Dr Frank says scientists in the Northern Territory and Western Australia collaborated to understand why small mammals are dramatically declining in northern Australia.
"We have a unique ecological heritage, with more than four in five mammals found nowhere else on the planet. That's something worth protecting.
"We needed to find direct evidence of the impact of feral cats on small mammals, such as native rodents and marsupials, to help us design strategies to prevent species declines and extinctions."
In their study, researchers established two 12.5 hectare enclosures in tropical savannah in the Northern Territory. Each enclosure was divided in half, with cats allowed access to one half but not the other.
They introduced 20 native long-haired rats (Rattus villosissimus) into each of the four compartments and monitored rat demography by mark-recapture analysis and radio-tracking, and predator incursions by camera surveillance and track and scat searches.

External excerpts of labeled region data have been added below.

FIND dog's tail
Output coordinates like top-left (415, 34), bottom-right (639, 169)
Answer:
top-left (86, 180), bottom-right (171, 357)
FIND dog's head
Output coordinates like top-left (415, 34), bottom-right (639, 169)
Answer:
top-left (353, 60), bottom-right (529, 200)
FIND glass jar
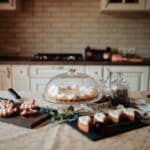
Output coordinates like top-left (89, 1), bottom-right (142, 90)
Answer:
top-left (100, 76), bottom-right (112, 103)
top-left (111, 73), bottom-right (130, 107)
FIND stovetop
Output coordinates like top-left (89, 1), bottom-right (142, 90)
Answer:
top-left (33, 53), bottom-right (83, 61)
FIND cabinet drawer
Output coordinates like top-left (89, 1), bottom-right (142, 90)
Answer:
top-left (104, 66), bottom-right (149, 91)
top-left (12, 65), bottom-right (29, 78)
top-left (30, 65), bottom-right (84, 77)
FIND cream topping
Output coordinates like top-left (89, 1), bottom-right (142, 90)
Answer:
top-left (108, 110), bottom-right (122, 119)
top-left (79, 116), bottom-right (91, 125)
top-left (123, 108), bottom-right (135, 116)
top-left (94, 113), bottom-right (106, 122)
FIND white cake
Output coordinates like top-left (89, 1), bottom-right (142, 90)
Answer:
top-left (47, 84), bottom-right (98, 103)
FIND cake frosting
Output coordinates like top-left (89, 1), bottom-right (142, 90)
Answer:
top-left (79, 116), bottom-right (91, 125)
top-left (94, 112), bottom-right (106, 122)
top-left (47, 84), bottom-right (98, 102)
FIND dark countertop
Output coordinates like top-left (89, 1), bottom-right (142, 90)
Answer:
top-left (0, 57), bottom-right (150, 66)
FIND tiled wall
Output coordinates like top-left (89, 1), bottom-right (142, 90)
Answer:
top-left (0, 0), bottom-right (150, 57)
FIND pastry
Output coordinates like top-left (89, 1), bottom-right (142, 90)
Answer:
top-left (94, 112), bottom-right (107, 124)
top-left (0, 100), bottom-right (17, 118)
top-left (20, 100), bottom-right (38, 117)
top-left (78, 116), bottom-right (93, 133)
top-left (108, 110), bottom-right (122, 123)
top-left (46, 84), bottom-right (98, 103)
top-left (20, 109), bottom-right (38, 117)
top-left (122, 108), bottom-right (135, 121)
top-left (20, 100), bottom-right (36, 110)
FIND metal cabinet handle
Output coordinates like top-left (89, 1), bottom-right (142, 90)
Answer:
top-left (7, 67), bottom-right (11, 78)
top-left (58, 66), bottom-right (64, 69)
top-left (9, 0), bottom-right (14, 6)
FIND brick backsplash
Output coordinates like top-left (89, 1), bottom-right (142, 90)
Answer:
top-left (0, 0), bottom-right (150, 57)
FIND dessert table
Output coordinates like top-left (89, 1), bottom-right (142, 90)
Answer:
top-left (0, 91), bottom-right (150, 150)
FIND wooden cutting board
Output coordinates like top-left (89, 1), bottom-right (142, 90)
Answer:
top-left (0, 113), bottom-right (50, 129)
top-left (67, 120), bottom-right (148, 141)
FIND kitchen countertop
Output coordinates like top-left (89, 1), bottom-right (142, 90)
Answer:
top-left (0, 91), bottom-right (150, 150)
top-left (0, 57), bottom-right (150, 66)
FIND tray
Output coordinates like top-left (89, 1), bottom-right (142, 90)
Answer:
top-left (67, 120), bottom-right (148, 141)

Rat populations in both predator-proof enclosures survived over the 18-month study, but in predator-accessible compartments, the rats were eradicated in just three months and 16 months. Where there were more dingos, cats took longer to extirpate the mammal population.
Need for feral-free 'arks'
Dr Sarah Legge, AWC's Chief Scientist, says there are a number of ways to protect Australia's small mammals, including setting up 'arks' on islands, or in fenced and feral-free areas on the mainland.
"This would ensure the most vulnerable species don't become extinct in the next 20 to 30 years, while we figure what out to do with feral cats across the mainland," says Dr Legge.
"We also need to limit emigration from cats living in or near towns, by encouraging desexing programs for pet cats, and the humane control of urban stray cats."
Other methods to help reduce the impacts of feral cats include keeping dingos present in the landscape; exploring options for direct control of cats, including new baiting systems, cat-specific diseases and guardian dogs; and managing threats in the landscape, such as fire, introduced herbivores and weeds, all of which impact small mammals by amplifying the pressure from feral cats.